Anyhow, Grundy made his way through the dank and dark sewers, and he liked it. I bet he felt at home down there. It’s odd how he must have felt so alone and so apart from everyone, except that he relished some of the very things that made him so very unique. Who else could have willingly traveled so far within those raw and rank drains? Still, I digress. I suppose he found his way to Stuartville and survived like some postmodern Robinson Crusoe, or more like a graveyard Tarzan in the woods. I rather like that phrase.

I want to try to use my imagination. I want to do the bizarre and unreal task of placing myself in that creature’s chalk-white skin. I want to test myself and see if I can breathe humanity into that walking dead man. So, here I go. Again, I think it was her pretty hair that attracted him as he lurked in that eternal twilight, that preternatural stillness found only in wooden areas.

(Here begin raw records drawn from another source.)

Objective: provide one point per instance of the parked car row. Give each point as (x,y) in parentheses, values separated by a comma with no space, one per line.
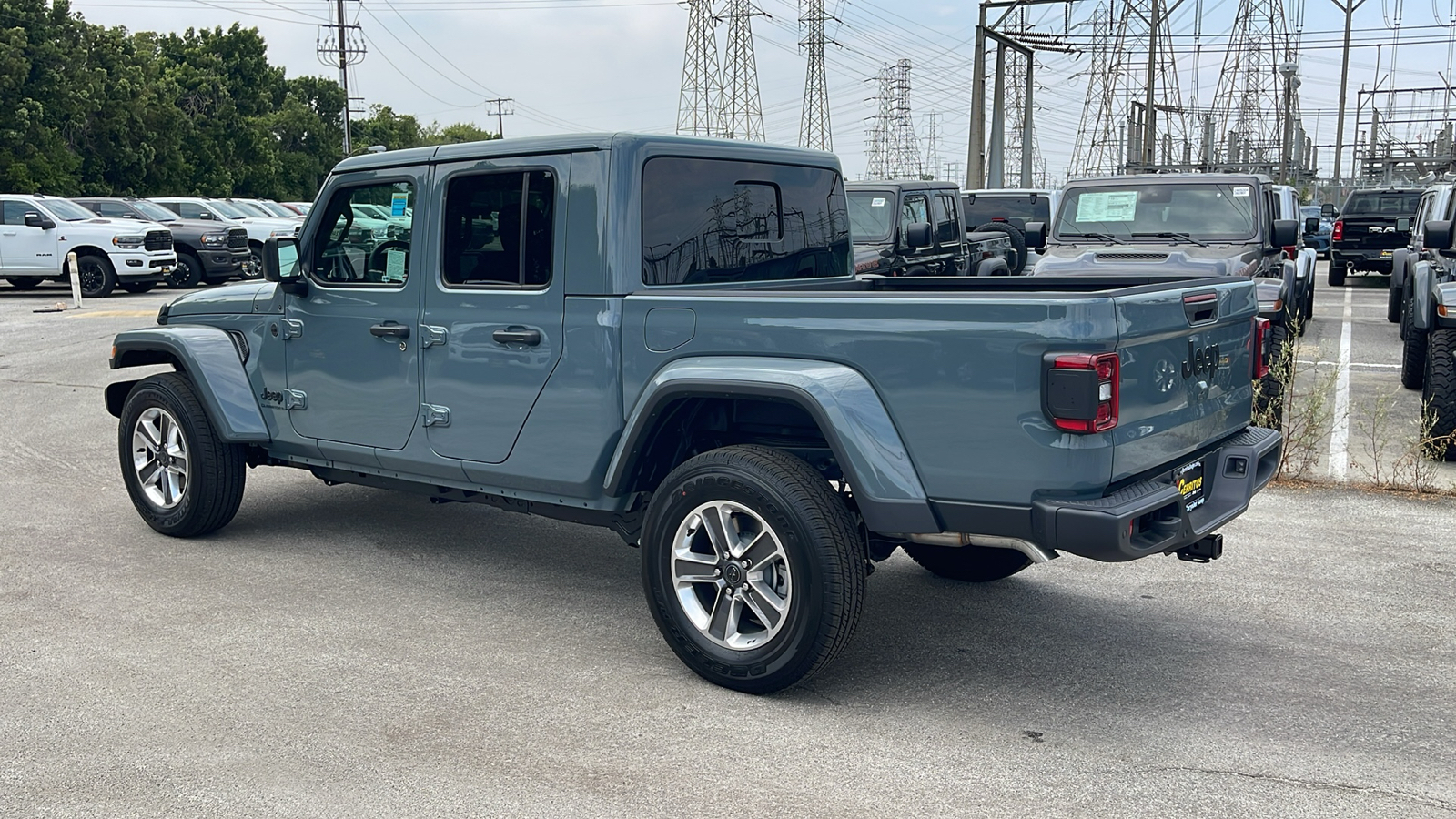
(137,244)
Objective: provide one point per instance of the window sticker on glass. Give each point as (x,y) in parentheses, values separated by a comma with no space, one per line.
(395,266)
(1107,206)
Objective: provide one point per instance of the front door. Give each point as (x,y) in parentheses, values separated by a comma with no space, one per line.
(353,347)
(495,308)
(26,251)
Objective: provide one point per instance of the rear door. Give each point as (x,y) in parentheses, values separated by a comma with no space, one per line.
(1186,373)
(494,303)
(353,341)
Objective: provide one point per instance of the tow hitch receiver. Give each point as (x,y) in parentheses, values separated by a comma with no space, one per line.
(1206,550)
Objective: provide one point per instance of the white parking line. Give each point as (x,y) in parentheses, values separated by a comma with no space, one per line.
(1340,431)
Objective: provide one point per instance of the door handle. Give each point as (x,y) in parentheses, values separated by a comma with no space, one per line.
(390,329)
(517,336)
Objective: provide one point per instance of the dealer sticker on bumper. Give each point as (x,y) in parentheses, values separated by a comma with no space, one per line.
(1190,484)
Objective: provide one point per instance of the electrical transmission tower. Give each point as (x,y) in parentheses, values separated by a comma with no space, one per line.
(880,133)
(814,130)
(341,44)
(905,147)
(1133,116)
(703,85)
(742,113)
(932,147)
(1247,127)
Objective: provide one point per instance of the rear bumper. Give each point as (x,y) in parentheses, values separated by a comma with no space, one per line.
(1149,516)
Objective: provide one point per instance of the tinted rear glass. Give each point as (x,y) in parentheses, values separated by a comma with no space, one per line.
(1382,203)
(985,207)
(710,220)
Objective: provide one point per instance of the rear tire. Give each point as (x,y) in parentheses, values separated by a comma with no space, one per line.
(768,526)
(1018,242)
(972,564)
(1412,347)
(98,278)
(1439,397)
(181,477)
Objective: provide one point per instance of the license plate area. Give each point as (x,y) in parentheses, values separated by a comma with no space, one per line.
(1191,484)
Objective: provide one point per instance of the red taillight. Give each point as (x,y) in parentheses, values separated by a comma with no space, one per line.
(1084,392)
(1261,349)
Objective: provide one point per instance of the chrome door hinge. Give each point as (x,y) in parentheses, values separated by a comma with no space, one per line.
(430,336)
(434,414)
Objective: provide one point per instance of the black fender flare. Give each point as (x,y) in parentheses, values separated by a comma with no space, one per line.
(211,360)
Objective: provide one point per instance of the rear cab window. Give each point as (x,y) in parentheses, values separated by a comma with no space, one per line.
(713,222)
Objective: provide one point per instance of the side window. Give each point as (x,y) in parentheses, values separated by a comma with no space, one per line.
(357,249)
(499,229)
(945,232)
(713,220)
(15,212)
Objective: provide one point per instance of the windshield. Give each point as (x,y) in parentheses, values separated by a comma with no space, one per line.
(1208,212)
(871,216)
(67,210)
(1382,203)
(985,207)
(153,212)
(229,210)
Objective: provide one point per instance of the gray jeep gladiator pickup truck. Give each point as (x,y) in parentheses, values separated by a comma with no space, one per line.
(666,337)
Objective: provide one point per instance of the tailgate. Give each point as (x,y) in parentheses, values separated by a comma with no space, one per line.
(1186,375)
(1372,234)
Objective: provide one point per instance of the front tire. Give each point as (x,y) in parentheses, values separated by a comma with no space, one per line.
(181,477)
(1439,397)
(972,564)
(96,276)
(753,567)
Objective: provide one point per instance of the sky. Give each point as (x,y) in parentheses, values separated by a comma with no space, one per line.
(616,65)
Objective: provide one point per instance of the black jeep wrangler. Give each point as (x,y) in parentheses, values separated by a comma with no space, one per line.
(914,228)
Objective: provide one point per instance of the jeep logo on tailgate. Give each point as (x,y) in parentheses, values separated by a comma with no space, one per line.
(1200,360)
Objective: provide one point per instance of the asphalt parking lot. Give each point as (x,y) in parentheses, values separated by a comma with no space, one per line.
(349,652)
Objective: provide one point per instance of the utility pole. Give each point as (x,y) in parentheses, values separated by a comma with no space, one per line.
(339,46)
(1349,7)
(500,111)
(1149,157)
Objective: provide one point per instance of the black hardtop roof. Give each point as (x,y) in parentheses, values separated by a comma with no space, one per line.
(902,186)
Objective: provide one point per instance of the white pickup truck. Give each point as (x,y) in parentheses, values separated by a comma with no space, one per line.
(38,232)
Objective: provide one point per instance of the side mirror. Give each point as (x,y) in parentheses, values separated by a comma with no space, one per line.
(917,235)
(34,219)
(1286,234)
(1438,235)
(281,264)
(1036,235)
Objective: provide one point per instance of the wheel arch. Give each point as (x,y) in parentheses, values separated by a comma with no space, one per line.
(211,361)
(842,405)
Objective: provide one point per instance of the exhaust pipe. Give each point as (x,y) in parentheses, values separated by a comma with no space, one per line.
(957,540)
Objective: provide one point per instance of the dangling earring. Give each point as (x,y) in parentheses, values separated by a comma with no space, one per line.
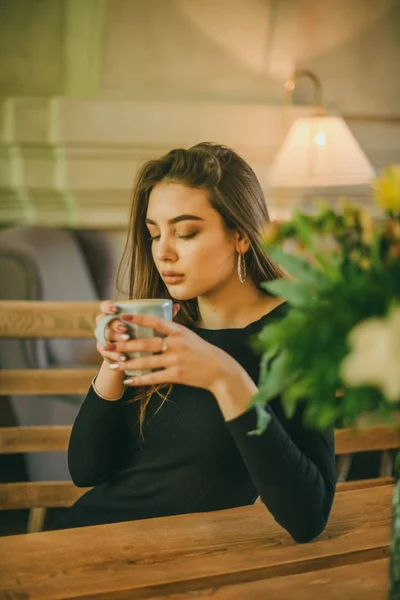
(241,268)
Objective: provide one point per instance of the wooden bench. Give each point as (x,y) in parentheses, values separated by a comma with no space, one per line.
(42,320)
(74,320)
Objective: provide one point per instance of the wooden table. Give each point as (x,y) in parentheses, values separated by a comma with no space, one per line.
(231,554)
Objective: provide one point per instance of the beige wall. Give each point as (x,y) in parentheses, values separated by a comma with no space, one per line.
(163,73)
(243,50)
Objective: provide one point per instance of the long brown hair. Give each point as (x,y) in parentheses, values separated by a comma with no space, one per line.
(234,192)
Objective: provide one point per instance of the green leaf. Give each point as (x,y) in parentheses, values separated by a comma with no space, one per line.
(295,293)
(298,267)
(293,394)
(263,418)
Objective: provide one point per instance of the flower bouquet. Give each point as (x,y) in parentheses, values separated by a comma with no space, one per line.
(337,351)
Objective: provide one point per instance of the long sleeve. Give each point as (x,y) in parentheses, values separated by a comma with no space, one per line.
(293,469)
(97,439)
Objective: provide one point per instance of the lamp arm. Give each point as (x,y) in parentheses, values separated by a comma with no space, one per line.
(290,84)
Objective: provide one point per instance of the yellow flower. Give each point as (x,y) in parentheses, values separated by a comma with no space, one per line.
(375,355)
(387,189)
(368,227)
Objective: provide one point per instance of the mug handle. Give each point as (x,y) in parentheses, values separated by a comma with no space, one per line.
(100,331)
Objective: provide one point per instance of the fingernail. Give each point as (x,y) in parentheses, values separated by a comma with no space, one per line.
(109,347)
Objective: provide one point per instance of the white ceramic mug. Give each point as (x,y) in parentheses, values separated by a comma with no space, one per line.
(155,307)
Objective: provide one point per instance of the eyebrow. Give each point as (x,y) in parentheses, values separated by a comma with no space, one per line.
(177,219)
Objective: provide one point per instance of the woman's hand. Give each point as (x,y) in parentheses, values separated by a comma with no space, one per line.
(116,328)
(184,357)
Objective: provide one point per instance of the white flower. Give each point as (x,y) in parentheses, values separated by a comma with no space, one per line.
(375,355)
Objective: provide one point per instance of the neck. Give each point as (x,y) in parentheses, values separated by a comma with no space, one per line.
(235,305)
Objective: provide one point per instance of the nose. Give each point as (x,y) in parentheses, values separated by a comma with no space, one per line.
(165,250)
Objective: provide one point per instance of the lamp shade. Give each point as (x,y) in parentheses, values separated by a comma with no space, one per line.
(320,151)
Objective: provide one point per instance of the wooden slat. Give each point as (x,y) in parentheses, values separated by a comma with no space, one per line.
(47,438)
(381,437)
(359,581)
(172,555)
(64,493)
(44,494)
(360,484)
(347,441)
(46,382)
(47,319)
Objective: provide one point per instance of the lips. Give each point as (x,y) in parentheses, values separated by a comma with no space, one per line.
(172,278)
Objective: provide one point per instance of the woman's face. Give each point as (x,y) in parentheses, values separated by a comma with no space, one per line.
(192,250)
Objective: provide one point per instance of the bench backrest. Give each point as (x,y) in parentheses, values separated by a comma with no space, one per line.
(76,320)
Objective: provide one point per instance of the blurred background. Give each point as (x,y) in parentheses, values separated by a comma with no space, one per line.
(91,88)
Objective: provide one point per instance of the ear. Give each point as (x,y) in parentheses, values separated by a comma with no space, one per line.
(242,242)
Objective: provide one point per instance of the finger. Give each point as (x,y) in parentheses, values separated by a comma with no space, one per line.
(161,325)
(117,329)
(154,344)
(156,361)
(164,376)
(107,307)
(110,353)
(102,315)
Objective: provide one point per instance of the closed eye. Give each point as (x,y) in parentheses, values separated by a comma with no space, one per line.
(154,238)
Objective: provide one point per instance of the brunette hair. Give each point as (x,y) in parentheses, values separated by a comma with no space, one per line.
(233,191)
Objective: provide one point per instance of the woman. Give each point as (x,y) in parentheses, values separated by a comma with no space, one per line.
(176,440)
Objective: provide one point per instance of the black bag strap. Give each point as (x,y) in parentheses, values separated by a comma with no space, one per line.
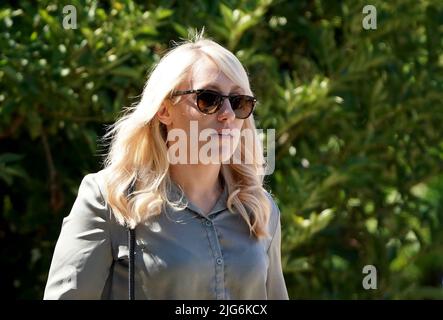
(131,241)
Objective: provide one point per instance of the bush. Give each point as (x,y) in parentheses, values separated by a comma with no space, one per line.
(357,115)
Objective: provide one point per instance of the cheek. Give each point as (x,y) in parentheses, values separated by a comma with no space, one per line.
(238,123)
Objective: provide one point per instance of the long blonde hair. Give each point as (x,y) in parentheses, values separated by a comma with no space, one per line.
(137,154)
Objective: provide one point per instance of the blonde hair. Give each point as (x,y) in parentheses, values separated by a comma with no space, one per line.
(137,154)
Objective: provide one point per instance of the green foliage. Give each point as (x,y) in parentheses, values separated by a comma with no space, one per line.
(357,115)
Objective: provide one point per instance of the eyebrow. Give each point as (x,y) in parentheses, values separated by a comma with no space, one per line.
(214,86)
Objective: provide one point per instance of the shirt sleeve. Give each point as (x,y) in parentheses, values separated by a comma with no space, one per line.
(275,284)
(83,256)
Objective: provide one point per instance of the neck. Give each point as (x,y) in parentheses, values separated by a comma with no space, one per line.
(197,180)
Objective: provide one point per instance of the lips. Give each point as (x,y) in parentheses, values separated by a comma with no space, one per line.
(224,132)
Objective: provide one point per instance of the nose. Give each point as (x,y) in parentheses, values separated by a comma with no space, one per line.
(226,113)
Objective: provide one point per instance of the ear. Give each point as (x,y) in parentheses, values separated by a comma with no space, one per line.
(163,114)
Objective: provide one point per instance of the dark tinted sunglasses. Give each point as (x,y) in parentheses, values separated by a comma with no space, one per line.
(209,102)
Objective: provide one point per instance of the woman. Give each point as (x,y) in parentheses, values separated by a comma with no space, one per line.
(203,229)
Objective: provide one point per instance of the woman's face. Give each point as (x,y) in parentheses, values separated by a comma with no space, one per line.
(184,116)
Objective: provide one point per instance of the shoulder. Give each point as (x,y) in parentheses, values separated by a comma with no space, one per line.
(90,198)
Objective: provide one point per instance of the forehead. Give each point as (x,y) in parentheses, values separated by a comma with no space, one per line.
(206,74)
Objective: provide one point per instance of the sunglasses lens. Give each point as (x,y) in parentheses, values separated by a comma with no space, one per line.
(208,102)
(242,106)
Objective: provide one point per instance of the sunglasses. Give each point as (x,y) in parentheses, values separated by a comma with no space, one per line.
(209,102)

She used to go out to the forest to get away from them. Irony! Like the fairy-tale princess she so resembled in her beauty and innocence, she would escape from the pain at home by heading into the woods. I like such literary patterns. They appeal to me. She would seek solace in the solitude, and so, while the rest of the town remained behind in their pickup trucks parked at the K-Mart in search of lustful needs and petty vices, she was apart from her so-called peers. Like any of those shallow girls or redneck boys could truly be her peers! Still, she left behind their sweaty hands and leering eyes to be alone in the woods.

Grundy staggered through the forest. His ragged suit was a mockery of the values and proprieties of the civilized world in which he could never belong. His Sunday-go-to-meeting black suit carried a glossy funeral sheen about it, like the fragile shine on a sympathy card to remind you of old losses before you crumple it up and toss it aside. He had that infamous pale complexion like a tombstone worn smooth by the elements. He spoke in a guttural grunt, but there was something about his whole demeanor that spoke of what might have been had he been given a greater chance to live like normal folks do. He was not so much a ruined man as he was an unfinished one. It was as if he was being put together on the instalment plan, and someone was behind in the payments.

I don’t know still if he had much of a mind to recall past events. Maybe every day was a new beginning for him. Maybe, rather than being a cursed mockery of mankind, he was a blessed being who never carried yesterday’s pains or lingering sorrows or guilt around with him. That would be a state of mind to be envied.

To never feel afresh the scorn and pain of previous days! Grundy may not have remembered his own past. He may have been like a twisted newborn with the incoherent needs of a child and the fresh view of the world around him that could only come from lack of experience. I can’t say for sure. Let us suppose that something from his past spoke to him. He had affection for that blonde from the police van! He liked her pretty blonde curls, and just maybe something in Deena reminded him of her. Didn’t they say he called her Dolly like a Barbie, or maybe like that other criminal he was with when they captured him? Does it even matter now?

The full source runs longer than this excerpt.